Témoignant jeudi devant la Cour nationale dans le cadre de ladite « affaire Kitchen », l’ancien dirigeant du Parti populaire (PP), de centre-droit, a déclaré qu’il n’avait pas ordonné la saisie et la destruction de preuves incriminantes concernant le financement irrégulier du parti, détenues par l’ancien trésorier du PP, Luis Bárcenas, pendant son mandat de Premier ministre (2011-2018).
« Il n’y a pas eu d’opération politique », a assuré Rajoy, bien qu’il ait reconnu avoir eu connaissance d’une « opération policière » après avoir quitté ses fonctions. Selon le récit de Rajoy, celle-ci a été menée « dans le strict respect de la loi ». Il a ajouté que « l’objectif fondamental » était « de saisir l’argent de Bárcenas à l’étranger et de découvrir qui étaient ses prête-noms… Pas de la paperasse ».
Entre 2013 et 2015, période durant laquelle l’opération policière présumée a été menée, Bárcenas était en détention provisoire pour son implication dans l’« affaire Gürtel », un scandale retentissant de pots-de-vin en échange de contrats impliquant des hommes d’affaires de premier plan qui avaient soudoyé de hauts responsables du parti en échange de marchés publics.

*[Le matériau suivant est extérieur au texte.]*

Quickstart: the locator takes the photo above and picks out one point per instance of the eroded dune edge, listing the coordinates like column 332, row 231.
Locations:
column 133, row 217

Le procès Gürtel, qui a mis fin à une enquête de dix ans, a abouti à un jugement historique contre Bárcenas et a également établi que le Parti populaire lui-même était une « entité lucrative ». Ce verdict a conduit à la destitution de Rajoy par le chef de l’opposition de l’époque, Pedro Sánchez.
Les documents secrets de Bárcenas
En 2013, on a appris que l’ancien trésorier du PP aurait tenu des registres manuscrits relatifs au système comptable secret du parti, en place depuis des décennies. Cela aurait, selon certaines rumeurs, déclenché une opération policière menée par le ministère de l’Intérieur afin de mettre la main sur ces documents.
La Cour nationale enquête actuellement sur l’ancien ministre de l’Intérieur de Rajoy, Jorge Fernández, et son adjoint, soupçonnés d’avoir orchestré cette campagne de surveillance.
Devant la justice, Rajoy a affirmé que ni les ministres de l’Intérieur ni leurs subordonnés n’auraient eu connaissance de telles opérations.
« Leur travail ne consiste pas à avoir des informateurs ni à savoir comment les fonds opérationnels (confidentiels) sont dépensés… c’est ridicule », a-t-il déclaré. Un ministre de l’Intérieur approuve les « principales allocations budgétaires », a ajouté Rajoy – qu’il s’agisse de la Police nationale ou de la Garde civile – « et non des opérations spécifiques… Ce serait absurde si tel était le cas. »
L’ancien Premier ministre a nié à plusieurs reprises que son gouvernement ait donné l’ordre de surveiller l’ancien trésorier du PP, ou de proférer des menaces à son encontre et à l’encontre de sa famille dans le but d’obtenir des preuves pouvant être utilisées contre le parti.